Across biological subdisciplines, the last decade has seen an explosion of high-dimensional datasets, including datasets for cells, species, immune systems, neurons and behaviour. At the ICTS workshop 'Unifying Theories in High-Dimensional Biophysics' we discussed whether this high dimensionality poses a challenge or opportunity for describing, understanding and predicting biological systems theoretically. We discussed methods, models and frameworks that can help with addressing empirical observations based on these high-dimensional datasets. We summarize the challenges and opportunities that emerged in discussions according to individual participants below.

Paper Structure

This paper contains 29 sections, 4 figures.

Figures (4)

  • Figure 1: Sloppy landscapes of optimal gene regulation. a) Genes are expressed in the spatially complex geometry of the nucleus, based on multiple genomic regions upstream and/or downstream of the gene that can regulate a single gene together as well as multiple genes. b) Even in the simplest possible model where these regulatory regions activate expression based on threshold concentrations $\theta$ of an input, the optimal positioning of these thresholds that maximizes transfer of developmental information $I(Z_{\{\theta_1,\theta_2\}};x)$ is 'sloppy’: c) This implies that the eigenvalues $\lambda$ of the Hessian matrix at the optimum span several decades (adapted from Ref Baueretal).
  • Figure 2: Waddington landscapes constitute a low dimensional representation of cell fate decisions.

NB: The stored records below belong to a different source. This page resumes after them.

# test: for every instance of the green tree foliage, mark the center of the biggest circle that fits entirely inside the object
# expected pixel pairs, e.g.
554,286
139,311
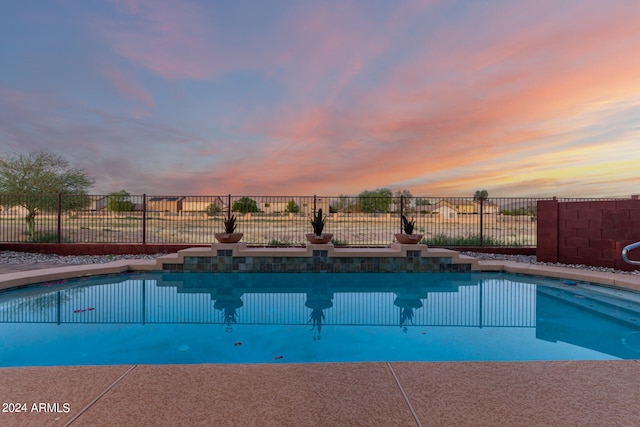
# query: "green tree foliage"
34,181
376,201
480,195
292,207
244,205
119,201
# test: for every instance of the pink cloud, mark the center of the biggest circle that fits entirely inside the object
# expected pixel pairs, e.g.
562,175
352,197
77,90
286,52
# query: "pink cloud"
170,38
127,86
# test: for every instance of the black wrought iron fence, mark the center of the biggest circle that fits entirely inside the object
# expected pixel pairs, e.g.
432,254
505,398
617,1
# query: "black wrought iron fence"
266,220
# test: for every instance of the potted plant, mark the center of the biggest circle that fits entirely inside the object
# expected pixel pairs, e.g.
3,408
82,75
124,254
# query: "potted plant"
408,237
318,225
229,235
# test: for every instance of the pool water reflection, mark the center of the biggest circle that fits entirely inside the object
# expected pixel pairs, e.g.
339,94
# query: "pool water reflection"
154,318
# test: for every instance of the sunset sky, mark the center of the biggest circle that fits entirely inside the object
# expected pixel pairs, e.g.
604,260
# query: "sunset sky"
276,97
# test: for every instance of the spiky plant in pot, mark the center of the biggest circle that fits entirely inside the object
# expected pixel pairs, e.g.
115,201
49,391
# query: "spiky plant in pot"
408,237
318,223
230,224
229,235
407,226
318,236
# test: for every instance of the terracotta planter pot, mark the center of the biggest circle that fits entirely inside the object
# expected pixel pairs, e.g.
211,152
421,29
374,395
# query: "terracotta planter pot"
325,238
228,237
408,239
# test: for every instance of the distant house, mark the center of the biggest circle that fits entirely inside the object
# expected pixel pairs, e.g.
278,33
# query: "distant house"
165,204
305,204
272,207
99,203
192,204
444,209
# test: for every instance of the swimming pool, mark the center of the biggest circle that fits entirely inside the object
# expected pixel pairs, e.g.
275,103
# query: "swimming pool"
183,318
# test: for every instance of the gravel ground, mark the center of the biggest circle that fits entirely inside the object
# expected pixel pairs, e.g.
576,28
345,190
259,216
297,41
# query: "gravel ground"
10,257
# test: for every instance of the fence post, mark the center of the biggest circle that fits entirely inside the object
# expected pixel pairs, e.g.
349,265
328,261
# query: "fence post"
481,220
59,217
144,219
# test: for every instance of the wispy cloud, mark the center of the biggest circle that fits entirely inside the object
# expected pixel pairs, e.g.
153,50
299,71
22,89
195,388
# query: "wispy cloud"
338,97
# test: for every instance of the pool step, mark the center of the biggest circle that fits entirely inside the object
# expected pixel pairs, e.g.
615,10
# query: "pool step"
605,304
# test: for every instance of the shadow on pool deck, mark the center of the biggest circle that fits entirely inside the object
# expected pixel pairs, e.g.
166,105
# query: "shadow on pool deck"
558,393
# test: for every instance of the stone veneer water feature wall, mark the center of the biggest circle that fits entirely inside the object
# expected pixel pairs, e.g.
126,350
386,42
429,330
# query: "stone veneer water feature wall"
234,258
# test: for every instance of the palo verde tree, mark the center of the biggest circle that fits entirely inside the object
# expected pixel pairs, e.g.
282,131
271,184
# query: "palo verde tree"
34,181
376,201
120,201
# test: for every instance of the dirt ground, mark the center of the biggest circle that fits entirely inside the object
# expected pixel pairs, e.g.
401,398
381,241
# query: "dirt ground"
265,229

The figures shows two distinct potential landscapes that could putatively describe the differentiation of a cell into two alternative types. These constitute different geometrical possibilities for the low dimensional behaviour. A) There is a direct path from the central attractor into the two alternative attractors. B) On exiting the central attractor, the flow goes towards the second saddle point and is subsequently diverted towards one of the attractors. Adapted from Ref. raju2024geometrical.
  • Figure 3: Contrastive learning can reveal generalizable similarity rules in the complex sequence to function map of immune receptors and their ligands. Cartoons of A) a binding energy landscape describing T cell receptor specificity to different peptide ligands and B) the co-variance of this landscape with receptor sequence similarity. By 'aligning' the peaks in the landscape the co-variance structure is expected to generalize to a greater extent across ligands as illustrated by the marginal distributions (insets). C) Contrastive learning optimizes receptor similarity metrics to minimize the distance between receptors which are co-specific to a common ligand, while encouraging uniform use of the representation space. [Adapted from Ref. pyo2025data].
  • Figure 4: Low-dimensional dynamics in the behavior of C. elegans. We show a 3D projection of embedded worm posture trajectories illustrating forward (blue) and backward (red) locomotion through approximately orthogonal collections of cycles, a simplification of the full 7D state space ahamed2021capturing. Cartoon arrows are a reminder that the geometry of this space carries fundamental dynamical information, such as the Lyapunov exponents. Figure credit: Tosif Ahamed.